À partir du 1er janvier 2020, un visa devient nécessaire dans la plupart des cas pour travailler au Royaume-Uni si l'on n'y était pas installé avant la fin de l'année 2020. Une procédure payante, avec une demande à effectuer auprès du site du gouvernement britannique. « Pour l'heure, rien de précis n'a été annoncé concernant les tournées des artistes européens au Royaume-Uni », précise David Kenna, consultant auprès du Bureau Export à Londres. « Tout est tellement flou depuis le début du Brexit qu'il faudra sûrement attendre que les concerts soient à nouveau autorisés pour connaître les nouvelles modalités. » Les Européens qui se rendront en Grande-Bretagne pour y travailler un mois ou moins devraient cependant pouvoir demander le Permitted Paid Engagement Visa, qui s'adresse (entre autres) aux artistes, aux sportifs, aux conférenciers et aux mannequins. Ce visa a un prix : 105 €.
Autre question qui se posera aux artistes en tournée : celle des instruments. Certains documents sont désormais nécessaires pour transporter du matériel professionnel. Un « carnet ATA », délivré par la Chambre de commerce et d'industrie de Paris, pourrait faciliter le passage des instruments à la douane, en prouvant qu'on ne les transporte pas pour les vendre.
En ce qui concerne la PRS, la société de gestion collective britannique a d'ores et déjà assuré que le Brexit ne changerait rien pour ce qui est de la collecte des droits d'auteurs en Europe.

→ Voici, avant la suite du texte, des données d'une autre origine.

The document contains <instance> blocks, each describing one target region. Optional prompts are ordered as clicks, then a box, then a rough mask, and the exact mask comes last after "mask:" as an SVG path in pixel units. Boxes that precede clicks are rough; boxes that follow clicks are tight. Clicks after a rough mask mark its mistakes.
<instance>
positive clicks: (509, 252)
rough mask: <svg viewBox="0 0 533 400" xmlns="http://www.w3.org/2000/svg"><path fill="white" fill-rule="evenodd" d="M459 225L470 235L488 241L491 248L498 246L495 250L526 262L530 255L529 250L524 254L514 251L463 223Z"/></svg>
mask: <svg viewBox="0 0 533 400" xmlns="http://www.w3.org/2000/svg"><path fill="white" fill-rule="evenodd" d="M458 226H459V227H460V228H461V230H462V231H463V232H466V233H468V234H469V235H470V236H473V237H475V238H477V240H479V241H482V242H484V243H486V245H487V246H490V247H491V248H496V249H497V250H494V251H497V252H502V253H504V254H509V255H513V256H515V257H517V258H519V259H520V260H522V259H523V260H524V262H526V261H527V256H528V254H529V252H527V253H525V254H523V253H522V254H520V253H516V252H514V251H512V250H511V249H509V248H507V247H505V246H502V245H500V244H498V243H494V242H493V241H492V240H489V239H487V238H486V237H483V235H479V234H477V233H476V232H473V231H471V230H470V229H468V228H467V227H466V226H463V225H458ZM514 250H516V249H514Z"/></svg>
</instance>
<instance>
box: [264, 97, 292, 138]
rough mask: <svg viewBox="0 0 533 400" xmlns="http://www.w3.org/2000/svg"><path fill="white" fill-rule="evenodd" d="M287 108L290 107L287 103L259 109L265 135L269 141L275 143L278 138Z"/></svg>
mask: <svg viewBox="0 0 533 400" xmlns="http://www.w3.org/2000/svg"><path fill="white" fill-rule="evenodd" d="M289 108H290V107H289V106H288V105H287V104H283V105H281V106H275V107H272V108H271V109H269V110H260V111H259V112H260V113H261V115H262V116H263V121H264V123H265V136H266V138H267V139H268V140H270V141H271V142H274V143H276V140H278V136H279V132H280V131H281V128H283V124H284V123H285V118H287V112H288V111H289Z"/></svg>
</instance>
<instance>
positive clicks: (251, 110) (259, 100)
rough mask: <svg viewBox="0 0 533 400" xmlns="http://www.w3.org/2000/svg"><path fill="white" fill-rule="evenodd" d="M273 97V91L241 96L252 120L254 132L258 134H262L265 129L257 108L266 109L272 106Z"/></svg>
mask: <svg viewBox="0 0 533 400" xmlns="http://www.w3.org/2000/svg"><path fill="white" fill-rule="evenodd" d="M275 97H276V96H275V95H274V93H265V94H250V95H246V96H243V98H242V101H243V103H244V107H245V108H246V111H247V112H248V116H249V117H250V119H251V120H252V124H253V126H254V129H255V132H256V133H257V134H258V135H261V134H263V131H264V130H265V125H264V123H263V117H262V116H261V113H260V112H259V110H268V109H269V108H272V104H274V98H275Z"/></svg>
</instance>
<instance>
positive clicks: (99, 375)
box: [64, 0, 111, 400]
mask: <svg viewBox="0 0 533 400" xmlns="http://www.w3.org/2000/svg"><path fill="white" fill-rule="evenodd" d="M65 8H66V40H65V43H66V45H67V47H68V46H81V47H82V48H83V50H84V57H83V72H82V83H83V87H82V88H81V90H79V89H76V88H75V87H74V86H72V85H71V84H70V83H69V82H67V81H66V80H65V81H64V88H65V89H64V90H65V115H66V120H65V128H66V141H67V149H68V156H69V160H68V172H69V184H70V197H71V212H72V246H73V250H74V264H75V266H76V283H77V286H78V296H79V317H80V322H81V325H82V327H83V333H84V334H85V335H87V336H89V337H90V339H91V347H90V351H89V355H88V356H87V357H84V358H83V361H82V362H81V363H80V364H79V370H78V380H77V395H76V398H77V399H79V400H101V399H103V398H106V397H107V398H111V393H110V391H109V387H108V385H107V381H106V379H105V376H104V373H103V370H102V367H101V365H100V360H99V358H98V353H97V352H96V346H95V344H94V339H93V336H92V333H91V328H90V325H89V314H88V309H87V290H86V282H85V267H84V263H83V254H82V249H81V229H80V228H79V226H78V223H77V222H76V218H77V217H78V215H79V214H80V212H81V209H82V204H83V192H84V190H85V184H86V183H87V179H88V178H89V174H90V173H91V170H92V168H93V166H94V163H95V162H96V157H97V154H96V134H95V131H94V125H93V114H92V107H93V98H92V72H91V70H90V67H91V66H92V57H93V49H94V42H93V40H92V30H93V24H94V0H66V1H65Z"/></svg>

Le sujet mobilise aussi le monde de la culture en Grande Bretagne, c'est toute la vitalité de la scène actuelle qui est en jeu. Des villes comme Londres, Brighton et Manchester restent des capitales incontournables de la musique live, même si les artistes y sont très précaires. Avec l'instauration d'une nouvelle politique migratoire, il sera aussi plus difficile pour les musiciens émergents européens de s'installer au Royaume-Uni pour tenter d'y faire carrière. « Dans les milieux culturels britanniques, il y a cette grande crainte d'être isolé, et peut-être exclu des tournées quand des artistes internationaux viendront en Europe. Les conditions de travail sont déjà très difficiles ici pour les musiciens, le Brexit pourrait avoir un impact négatif sur l'attractivité du pays. », note David Kenna. Une pétition demandant la gratuité des visas de voyage en Europe pour les professionnels de la musique live a déjà récolté plus de 227 000 signatures depuis le 22 décembre. Conformément à la loi britannique, la proposition devra être discutée au Parlement.